There were at least six Columbia students within three feet of them. Lindsay shook her head. “I don't think so, Dr. Gruska. Why would you want my phone number anyway?” She wished immediately that she hadn't asked, for his show of uncertainty was replaced by a confidence that startled her with its arrogance. “So,” he said slowly, stroking his jaw, “you are still afraid of men, I see.”

She felt the deep corrosive fear. She held herself steady, still smiling at him. “It's none of your business, Dr. Gruska.”

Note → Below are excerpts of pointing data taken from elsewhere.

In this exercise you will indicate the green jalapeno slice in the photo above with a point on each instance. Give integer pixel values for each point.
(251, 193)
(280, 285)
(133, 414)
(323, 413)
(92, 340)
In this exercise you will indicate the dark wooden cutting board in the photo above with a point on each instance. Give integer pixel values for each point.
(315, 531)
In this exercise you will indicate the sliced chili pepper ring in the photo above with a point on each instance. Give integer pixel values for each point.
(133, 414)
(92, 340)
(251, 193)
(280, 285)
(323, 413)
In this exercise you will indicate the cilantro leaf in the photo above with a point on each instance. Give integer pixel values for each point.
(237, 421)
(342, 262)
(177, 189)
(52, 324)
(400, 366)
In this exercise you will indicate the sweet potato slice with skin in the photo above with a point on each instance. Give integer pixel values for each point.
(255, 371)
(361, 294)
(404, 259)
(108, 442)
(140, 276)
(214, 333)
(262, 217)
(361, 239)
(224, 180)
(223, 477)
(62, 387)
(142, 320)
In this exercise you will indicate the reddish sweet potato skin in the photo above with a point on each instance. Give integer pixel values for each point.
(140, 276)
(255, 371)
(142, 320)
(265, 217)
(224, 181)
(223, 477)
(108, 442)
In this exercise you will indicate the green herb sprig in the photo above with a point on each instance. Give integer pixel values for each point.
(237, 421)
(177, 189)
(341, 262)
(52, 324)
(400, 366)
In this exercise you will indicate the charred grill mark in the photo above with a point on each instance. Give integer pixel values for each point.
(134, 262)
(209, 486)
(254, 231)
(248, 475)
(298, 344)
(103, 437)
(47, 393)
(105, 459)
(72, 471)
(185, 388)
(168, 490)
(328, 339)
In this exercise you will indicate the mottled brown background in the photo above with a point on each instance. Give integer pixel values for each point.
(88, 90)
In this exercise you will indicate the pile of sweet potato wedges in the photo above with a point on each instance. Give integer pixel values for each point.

He leaned toward her, touching her arm. “Oh, but it is, Miss Foxe. I see now that you're a model, that you're known only as Eden. My dear father, Dr. Gruska, finds you immensely attractive. As I said, I've told him all about you. I've enjoyed seeing all the photos of you as well, but I know what they hide. They change you and you are willing to be changed, to be concealed, to be viewed as another woman, one who is not real. Even your
name, Eden—ah, the beginning, the innocence, the purity—it is not you, but just another device to hide you from the world, from yourself. You must let me—” He broke off, as if realizing his words weren't achieving the effect he wished, for her face was pale and set. Oddly, there was rage in her eyes, not fear. He continued, his voice gentle now, “I do not mean to distress you. It has been a very long time since your brother-in-law—well, since that traumatic time in Paris. So very long ago. If only you would let me help you. I can, you know, professionally as a doctor, and as a friend, a friend who is also a man who would take care of you, protect you, understand you.”